In this show, all artists respond to the term Other Space, non-place, individually and reinterpret the notion Heterotopia. Due to the current crisis the oppositions that we regard as inviolable in our life such as private and public, family and social, cultural and individual, leisure and work-spaces, merge into one big digital space that we cannot grasp and comprehend in its complexity. In a way, not only does the idea of Heterotopia connect our work in content but also in a spatial sense, the digital Heterotopia that enables us to showcase here and today. 

Francesca Altomonte explores the perception of multiple spatial dimensions through the coexistence between movement and immobility, depth and surface, presence and absence, life and death. Her recent work is a video performance called Immersion in which she embeds abstract thoughts on fractured immobility, perception, ongoing agony and even death and birth. The exact description of events in the video can be read underneath her work. 

Fenna Kosfeld is fascinated by the physicality and aesthetical characteristics of light. By exploring with artificial light, mirrors and various materials, she creates immersive spatial installations. Fenna is interested in rising awareness of natural phenomena and to trigger the viewer to hold on for a moment and think about our body in space and the way we sense our surrounding. In her most recent work, she has been examining the relationship between light and its occurring shadow, physical matter and its projection, the way analogue and virtual space merge into a union and blur the viewer´s perception. 

Phoebe Endfield-Lochore´s piece for this show is a video that reflects the current status of the world as chaotic, restless and increasingly complex and interconnected. In this video, she is comparing three epochs of space-time. In the past, what we have considered sinful no longer applies to the reason or cause for humanities ills. Rather than drugs, sex and rock n roll, now humanity has come to realise that war, political ideology, money, extremism and greed for power have created this new present that we live in. But alongside this collective memory and current events is also perhaps the most relevant Heterotopia of our time and the future; the internet, a non-tangible space that transcends time and distance, and which allows us to effectively be in the past, present and future all at once.

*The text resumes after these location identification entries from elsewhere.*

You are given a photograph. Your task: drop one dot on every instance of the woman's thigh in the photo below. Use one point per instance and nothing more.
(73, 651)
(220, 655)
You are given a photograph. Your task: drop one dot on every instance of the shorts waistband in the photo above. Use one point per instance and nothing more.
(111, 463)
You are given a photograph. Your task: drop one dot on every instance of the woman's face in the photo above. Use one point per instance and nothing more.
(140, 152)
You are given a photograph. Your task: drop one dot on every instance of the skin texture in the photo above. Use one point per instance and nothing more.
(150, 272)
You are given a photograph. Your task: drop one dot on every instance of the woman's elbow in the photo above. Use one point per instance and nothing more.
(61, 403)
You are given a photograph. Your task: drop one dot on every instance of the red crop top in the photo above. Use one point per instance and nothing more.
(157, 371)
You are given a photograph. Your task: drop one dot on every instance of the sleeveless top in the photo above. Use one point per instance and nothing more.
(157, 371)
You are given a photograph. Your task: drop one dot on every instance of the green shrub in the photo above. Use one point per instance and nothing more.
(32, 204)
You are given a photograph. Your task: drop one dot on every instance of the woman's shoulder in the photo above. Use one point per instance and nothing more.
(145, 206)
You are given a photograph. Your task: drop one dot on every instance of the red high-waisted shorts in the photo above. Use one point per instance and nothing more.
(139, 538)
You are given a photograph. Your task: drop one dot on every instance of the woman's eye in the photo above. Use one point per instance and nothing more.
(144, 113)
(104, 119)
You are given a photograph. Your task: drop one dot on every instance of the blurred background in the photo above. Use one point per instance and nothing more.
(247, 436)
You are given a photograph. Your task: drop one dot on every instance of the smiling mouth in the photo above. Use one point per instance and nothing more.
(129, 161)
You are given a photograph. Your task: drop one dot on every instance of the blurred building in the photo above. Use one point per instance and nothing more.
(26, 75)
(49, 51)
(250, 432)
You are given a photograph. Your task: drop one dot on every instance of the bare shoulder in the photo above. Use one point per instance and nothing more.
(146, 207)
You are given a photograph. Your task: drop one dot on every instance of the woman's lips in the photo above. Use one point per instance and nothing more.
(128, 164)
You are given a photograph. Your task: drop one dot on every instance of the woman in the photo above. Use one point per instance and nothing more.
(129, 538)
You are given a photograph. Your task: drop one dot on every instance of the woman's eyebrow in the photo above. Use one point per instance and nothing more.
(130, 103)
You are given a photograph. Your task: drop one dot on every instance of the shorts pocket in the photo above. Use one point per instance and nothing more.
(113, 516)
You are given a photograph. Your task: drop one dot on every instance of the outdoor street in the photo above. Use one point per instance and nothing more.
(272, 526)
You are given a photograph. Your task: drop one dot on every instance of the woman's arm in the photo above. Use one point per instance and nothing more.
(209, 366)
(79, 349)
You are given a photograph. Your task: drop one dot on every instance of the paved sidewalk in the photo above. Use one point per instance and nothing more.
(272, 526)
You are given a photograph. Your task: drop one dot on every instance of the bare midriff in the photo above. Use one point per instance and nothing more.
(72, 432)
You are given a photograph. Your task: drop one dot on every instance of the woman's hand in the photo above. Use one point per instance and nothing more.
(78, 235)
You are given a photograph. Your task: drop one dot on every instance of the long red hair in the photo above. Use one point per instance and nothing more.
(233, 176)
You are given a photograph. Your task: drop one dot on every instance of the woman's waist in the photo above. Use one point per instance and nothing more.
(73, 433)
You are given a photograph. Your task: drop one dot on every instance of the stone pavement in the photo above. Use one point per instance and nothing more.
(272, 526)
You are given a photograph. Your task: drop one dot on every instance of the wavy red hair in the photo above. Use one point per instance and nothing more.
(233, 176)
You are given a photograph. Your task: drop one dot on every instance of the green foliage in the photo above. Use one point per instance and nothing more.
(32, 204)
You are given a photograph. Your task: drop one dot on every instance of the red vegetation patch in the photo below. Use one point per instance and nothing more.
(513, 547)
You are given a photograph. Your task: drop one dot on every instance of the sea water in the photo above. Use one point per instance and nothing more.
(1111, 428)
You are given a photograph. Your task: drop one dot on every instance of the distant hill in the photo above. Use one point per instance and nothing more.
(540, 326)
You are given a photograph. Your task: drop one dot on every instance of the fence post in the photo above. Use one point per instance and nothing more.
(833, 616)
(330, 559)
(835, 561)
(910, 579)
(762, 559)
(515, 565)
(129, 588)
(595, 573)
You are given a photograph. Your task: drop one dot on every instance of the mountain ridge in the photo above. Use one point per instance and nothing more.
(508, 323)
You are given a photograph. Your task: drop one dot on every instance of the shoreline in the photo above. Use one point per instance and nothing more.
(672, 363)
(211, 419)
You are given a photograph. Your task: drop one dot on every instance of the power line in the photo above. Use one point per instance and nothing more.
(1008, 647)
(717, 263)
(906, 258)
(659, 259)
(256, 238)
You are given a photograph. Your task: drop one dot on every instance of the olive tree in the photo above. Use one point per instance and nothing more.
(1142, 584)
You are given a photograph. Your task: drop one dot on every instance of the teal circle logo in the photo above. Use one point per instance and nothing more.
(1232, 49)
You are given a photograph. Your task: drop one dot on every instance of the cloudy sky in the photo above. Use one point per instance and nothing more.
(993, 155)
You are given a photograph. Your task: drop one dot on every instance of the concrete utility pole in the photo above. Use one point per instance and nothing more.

Alice Biggadike describes her work as an exploration of her mind and emotions by using fictional characters that act as metaphors in a nonsensical narrative, designed to mislead the audience. The space in which the narrative takes place is made up of memories of being in a place that has challenged her sense of reality due to their naturally spiritual appearances. There are no rules in these non-places that she creates for her characters. There is no end, no death, no life. Like water, it cannot be created, only found.

Mariia Tumanova focuses on the disclosure of the concept of femininity and the issue of acceptance and understanding of the woman´s role in society. Philosophical literature, tales and myths that reveal the archetypal diversity and constituent of the female body frame her research. Her practice also includes research dealing with the meaning of dance as a way to understand female nature as well as ritual and intuitive dance.

Olivia Lloyd-Sherlock explores a video´s potential to exist in a virtual sphere, summoning the fantastical and the illusion to convince an audience of navigating an immersive terrain. By adopting a multi-disciplinary process, she deals with ideas such as individual/collective memory and the meaning of an archive. Olivia creates a surreal, timeless environment in which recognisable reality is fragmented and distorted and invites the audience to submerge in it. These traversable worlds intend to transcend peoples preconceived notions of memory and give way to new forms of approaching how we experience our past.

Molly King engages with the materiality of her chosen medium and explores the process of turning thoughts into an aesthetic image. Using paint and ceramics to play off each other, she develops these, often repeated images, into new states. A personal narrative is entwined throughout the works.